The destructive nature of the Lebanese never ceases to bewilder. While we claim to be the most civilized nation in the Levant, we have managed to slowly hollow out our mountains, toxify our rivers, turn our seaside into landfills, and contaminate our air with heavy metals and cancerous fumes—and we do not even care. With perennially selective vision, we turn a blind eye to the floating decapitated cows’ heads, human feces, and plastics, and just dive straight in among them.

To observe this willful blindness, all one needs to do is go and watch our fishermen on Beirut’s Corniche reeling in their dinner from the murky sewer water. These images rightly belong to far less developed nations, but now this reality is ours.

There has been a stunning degradation in our civil behavior. While Lebanese brag about how clean their homes are, they have total disregard for anything beyond their doorstep.

Why would they care?
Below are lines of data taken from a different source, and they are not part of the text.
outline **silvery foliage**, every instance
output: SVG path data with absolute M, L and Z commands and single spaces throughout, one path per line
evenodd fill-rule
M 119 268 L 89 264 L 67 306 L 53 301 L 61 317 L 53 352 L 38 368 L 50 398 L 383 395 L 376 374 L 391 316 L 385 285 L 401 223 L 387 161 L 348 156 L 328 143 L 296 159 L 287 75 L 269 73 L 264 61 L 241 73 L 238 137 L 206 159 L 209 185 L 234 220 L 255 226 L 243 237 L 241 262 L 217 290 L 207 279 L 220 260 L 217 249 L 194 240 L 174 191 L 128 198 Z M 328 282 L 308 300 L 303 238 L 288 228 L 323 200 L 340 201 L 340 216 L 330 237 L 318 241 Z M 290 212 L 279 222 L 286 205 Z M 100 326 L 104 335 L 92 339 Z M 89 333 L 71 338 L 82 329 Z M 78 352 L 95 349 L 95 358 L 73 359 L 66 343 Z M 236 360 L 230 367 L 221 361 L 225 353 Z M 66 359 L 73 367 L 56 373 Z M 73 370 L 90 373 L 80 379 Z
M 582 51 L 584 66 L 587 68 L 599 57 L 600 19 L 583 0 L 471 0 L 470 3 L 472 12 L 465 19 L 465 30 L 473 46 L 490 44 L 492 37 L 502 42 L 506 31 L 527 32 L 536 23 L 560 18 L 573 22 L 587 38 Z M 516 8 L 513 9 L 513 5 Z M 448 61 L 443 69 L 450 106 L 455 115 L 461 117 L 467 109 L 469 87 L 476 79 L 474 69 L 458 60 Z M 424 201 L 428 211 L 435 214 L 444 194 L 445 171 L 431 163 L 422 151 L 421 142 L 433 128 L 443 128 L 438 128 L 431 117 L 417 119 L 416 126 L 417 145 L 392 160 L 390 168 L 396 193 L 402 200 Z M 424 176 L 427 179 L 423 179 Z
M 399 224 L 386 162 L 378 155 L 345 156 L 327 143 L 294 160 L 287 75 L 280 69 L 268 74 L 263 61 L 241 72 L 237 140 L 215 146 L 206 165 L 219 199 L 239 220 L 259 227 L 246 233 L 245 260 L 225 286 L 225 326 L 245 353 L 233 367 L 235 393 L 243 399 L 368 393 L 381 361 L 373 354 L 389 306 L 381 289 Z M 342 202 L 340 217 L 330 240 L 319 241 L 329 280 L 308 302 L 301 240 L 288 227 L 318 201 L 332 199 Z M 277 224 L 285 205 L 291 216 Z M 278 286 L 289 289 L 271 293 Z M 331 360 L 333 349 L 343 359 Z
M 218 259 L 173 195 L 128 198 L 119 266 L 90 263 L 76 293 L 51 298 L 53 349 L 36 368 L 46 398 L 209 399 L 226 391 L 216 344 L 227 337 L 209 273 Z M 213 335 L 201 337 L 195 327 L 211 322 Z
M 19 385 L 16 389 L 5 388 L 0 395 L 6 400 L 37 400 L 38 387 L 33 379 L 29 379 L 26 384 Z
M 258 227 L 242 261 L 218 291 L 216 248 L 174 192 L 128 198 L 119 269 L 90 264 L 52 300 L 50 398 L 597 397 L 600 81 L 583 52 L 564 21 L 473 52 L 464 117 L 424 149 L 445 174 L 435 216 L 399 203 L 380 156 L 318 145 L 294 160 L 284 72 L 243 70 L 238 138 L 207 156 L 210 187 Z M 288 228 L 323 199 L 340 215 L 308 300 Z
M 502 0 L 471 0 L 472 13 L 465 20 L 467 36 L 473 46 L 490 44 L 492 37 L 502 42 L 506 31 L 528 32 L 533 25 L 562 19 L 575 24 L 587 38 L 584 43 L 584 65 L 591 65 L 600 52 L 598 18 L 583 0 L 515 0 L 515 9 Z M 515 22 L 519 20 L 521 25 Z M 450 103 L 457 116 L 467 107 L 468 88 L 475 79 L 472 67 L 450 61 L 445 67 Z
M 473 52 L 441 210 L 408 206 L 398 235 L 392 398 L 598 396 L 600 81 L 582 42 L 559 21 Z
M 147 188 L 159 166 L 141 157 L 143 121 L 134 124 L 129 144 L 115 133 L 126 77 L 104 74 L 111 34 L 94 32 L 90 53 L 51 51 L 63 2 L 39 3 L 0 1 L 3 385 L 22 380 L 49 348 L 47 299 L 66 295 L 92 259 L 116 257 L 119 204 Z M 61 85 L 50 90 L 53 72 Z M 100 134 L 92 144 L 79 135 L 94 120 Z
Successive governments have failed to develop policies, strategies, or indeed any plan that will preserve the only truly valuable national asset that we have—our nature. These same government officials are the first to acquire licenses to chew up our mountains, or bicker over garbage contracts to fatten their pockets while they tan in ostentatious villas built on public coastal land.

All this did not happen overnight. Ours is a decadent culture contaminated by more than 40 years of increasing ignorance and deteriorating awareness and leadership.

The garbage is up to our necks and it will drown us—unless we open our mouths, taste the scum­­, and renew our calls for an environmental policy that is quickly developed, implemented, and reinforced. One that is free of loopholes, self-interest, and corruption, and one that must make amends for years of contemptible negligence toward our natural environment.